If allow is supplied, it is used to define the value of this flag, and the previous value of the flag is returned.

Author(s)

Aaron Lun

Examples

allowExternalSeeds()

a <- allowExternalSeeds(FALSE)
allowExternalSeeds()

# Setting it back
allowExternalSeeds(a)

Developer utilities for custom extensions

Description

Convenience utilities for extending the chihaya format with “custom” seeds or operations. These should only be used by package developers.

Usage

.saveList(file, name, x, parent = NULL, vectors.only = FALSE)

.loadList(file, name, parent = NULL, vectors.only = FALSE)

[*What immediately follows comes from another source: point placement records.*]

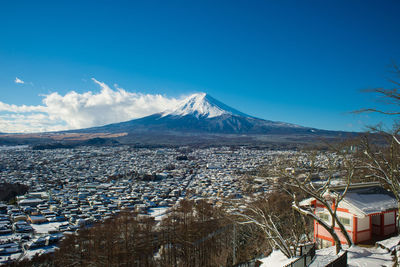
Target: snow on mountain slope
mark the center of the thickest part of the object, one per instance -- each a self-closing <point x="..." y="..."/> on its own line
<point x="202" y="105"/>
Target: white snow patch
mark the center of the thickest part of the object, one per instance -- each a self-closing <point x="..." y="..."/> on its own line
<point x="276" y="258"/>
<point x="44" y="228"/>
<point x="158" y="213"/>
<point x="202" y="105"/>
<point x="356" y="257"/>
<point x="390" y="243"/>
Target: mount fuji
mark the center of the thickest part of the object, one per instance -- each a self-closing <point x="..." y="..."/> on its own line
<point x="202" y="114"/>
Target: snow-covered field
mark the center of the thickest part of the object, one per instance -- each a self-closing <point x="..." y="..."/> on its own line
<point x="29" y="254"/>
<point x="158" y="213"/>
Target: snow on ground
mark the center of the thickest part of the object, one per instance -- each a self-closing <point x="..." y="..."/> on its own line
<point x="390" y="243"/>
<point x="44" y="228"/>
<point x="356" y="257"/>
<point x="276" y="258"/>
<point x="324" y="257"/>
<point x="158" y="213"/>
<point x="29" y="254"/>
<point x="13" y="257"/>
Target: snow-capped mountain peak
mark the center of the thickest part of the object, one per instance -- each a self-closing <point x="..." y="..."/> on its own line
<point x="202" y="105"/>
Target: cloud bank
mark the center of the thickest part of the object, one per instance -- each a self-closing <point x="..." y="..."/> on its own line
<point x="74" y="110"/>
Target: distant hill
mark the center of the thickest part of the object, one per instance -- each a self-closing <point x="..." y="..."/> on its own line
<point x="198" y="119"/>
<point x="200" y="113"/>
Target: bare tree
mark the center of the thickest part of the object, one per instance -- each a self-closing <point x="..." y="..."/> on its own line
<point x="322" y="193"/>
<point x="380" y="155"/>
<point x="272" y="214"/>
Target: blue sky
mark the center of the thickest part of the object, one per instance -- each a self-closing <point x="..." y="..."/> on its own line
<point x="302" y="62"/>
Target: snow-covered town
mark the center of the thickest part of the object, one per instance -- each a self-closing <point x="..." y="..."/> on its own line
<point x="69" y="188"/>
<point x="74" y="188"/>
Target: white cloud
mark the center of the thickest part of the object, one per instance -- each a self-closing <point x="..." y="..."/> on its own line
<point x="81" y="110"/>
<point x="18" y="80"/>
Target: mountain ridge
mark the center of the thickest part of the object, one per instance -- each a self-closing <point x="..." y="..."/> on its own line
<point x="201" y="113"/>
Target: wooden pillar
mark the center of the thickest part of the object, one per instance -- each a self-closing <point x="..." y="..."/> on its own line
<point x="370" y="226"/>
<point x="354" y="229"/>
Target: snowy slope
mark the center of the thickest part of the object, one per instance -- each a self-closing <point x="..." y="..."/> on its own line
<point x="201" y="113"/>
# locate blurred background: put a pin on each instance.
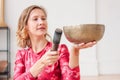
(102, 59)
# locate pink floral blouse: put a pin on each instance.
(25, 58)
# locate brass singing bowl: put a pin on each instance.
(84, 33)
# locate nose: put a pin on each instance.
(40, 21)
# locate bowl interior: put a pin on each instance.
(84, 33)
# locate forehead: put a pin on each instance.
(37, 12)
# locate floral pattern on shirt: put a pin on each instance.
(25, 58)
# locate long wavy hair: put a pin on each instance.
(23, 39)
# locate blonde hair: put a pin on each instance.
(23, 39)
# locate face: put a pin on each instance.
(37, 23)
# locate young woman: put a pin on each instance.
(36, 61)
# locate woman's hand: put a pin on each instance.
(50, 57)
(84, 45)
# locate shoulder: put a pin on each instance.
(22, 51)
(63, 47)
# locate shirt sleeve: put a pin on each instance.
(19, 69)
(66, 72)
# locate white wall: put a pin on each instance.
(93, 61)
(108, 12)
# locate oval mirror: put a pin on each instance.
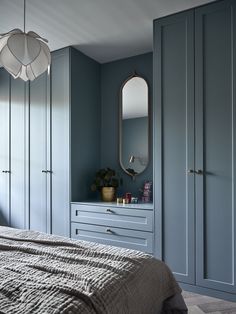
(134, 125)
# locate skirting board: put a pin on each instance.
(209, 292)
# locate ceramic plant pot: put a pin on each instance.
(108, 194)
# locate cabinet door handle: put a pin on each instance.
(190, 171)
(109, 230)
(199, 171)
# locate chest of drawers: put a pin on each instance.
(129, 226)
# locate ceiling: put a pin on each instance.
(105, 30)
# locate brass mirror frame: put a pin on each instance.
(120, 123)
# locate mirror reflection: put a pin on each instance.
(134, 125)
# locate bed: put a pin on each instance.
(41, 273)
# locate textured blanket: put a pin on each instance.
(41, 273)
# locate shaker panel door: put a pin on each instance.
(4, 147)
(174, 141)
(19, 154)
(60, 143)
(38, 155)
(215, 145)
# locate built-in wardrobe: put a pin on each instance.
(43, 147)
(194, 144)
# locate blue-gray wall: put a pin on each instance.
(113, 75)
(85, 123)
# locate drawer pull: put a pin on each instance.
(109, 231)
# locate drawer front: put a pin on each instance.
(136, 219)
(131, 239)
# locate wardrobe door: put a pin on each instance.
(215, 145)
(19, 154)
(174, 142)
(39, 147)
(4, 147)
(60, 142)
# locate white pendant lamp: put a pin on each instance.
(24, 55)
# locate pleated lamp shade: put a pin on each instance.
(24, 55)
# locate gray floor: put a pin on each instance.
(199, 304)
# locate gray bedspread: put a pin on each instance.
(41, 273)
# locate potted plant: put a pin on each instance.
(106, 182)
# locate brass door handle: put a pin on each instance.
(190, 171)
(199, 171)
(109, 230)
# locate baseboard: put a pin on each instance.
(209, 292)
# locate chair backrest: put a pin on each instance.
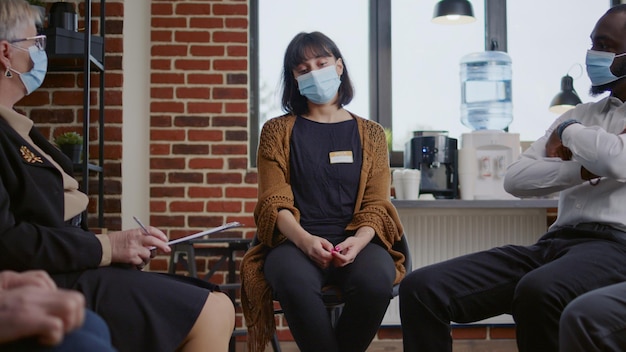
(402, 246)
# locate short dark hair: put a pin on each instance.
(301, 48)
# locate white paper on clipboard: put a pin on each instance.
(207, 232)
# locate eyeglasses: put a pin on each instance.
(40, 41)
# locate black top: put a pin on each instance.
(325, 164)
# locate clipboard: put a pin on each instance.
(206, 232)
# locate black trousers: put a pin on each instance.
(595, 321)
(367, 289)
(533, 283)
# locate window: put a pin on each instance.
(543, 45)
(425, 83)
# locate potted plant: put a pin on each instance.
(71, 144)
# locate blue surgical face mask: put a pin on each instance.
(319, 86)
(34, 78)
(599, 67)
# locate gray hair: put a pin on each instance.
(15, 16)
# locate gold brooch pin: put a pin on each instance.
(29, 156)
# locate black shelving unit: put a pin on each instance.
(70, 51)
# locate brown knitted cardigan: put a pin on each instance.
(373, 208)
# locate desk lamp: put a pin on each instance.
(453, 12)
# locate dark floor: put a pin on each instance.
(396, 346)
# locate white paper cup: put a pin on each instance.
(468, 172)
(398, 184)
(411, 182)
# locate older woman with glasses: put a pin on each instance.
(39, 206)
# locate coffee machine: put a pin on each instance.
(483, 160)
(435, 155)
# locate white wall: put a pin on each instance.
(136, 113)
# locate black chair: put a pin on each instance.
(332, 295)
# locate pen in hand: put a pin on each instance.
(144, 229)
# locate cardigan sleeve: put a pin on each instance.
(273, 180)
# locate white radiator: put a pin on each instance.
(437, 234)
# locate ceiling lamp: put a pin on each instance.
(453, 12)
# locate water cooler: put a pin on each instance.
(486, 108)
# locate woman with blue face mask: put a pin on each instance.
(324, 214)
(41, 228)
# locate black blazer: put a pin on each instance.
(33, 233)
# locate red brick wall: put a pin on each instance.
(199, 116)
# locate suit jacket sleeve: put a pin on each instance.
(33, 233)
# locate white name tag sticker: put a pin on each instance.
(342, 157)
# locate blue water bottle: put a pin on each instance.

.labelOperationGroup(file, name, op)

.labelArrayGroup(file, name, arr)

.saveDataset(
  file,
  name,
  x,
  parent = NULL,
  scalar = FALSE,
  optimize.type = FALSE,
  h5type = NULL,
  chunks = NULL
)

.pickArrayType(x)

Arguments

file

String containing a path to a file.

name

String containing the name of the object inside the file. This should be a full path from the root of the file, unless parent is provided, in which case it may be the name of the child.

x

The object to save.

  • For .pickArrayType, this should be an array-like object.

  • For .saveList, this should be a list.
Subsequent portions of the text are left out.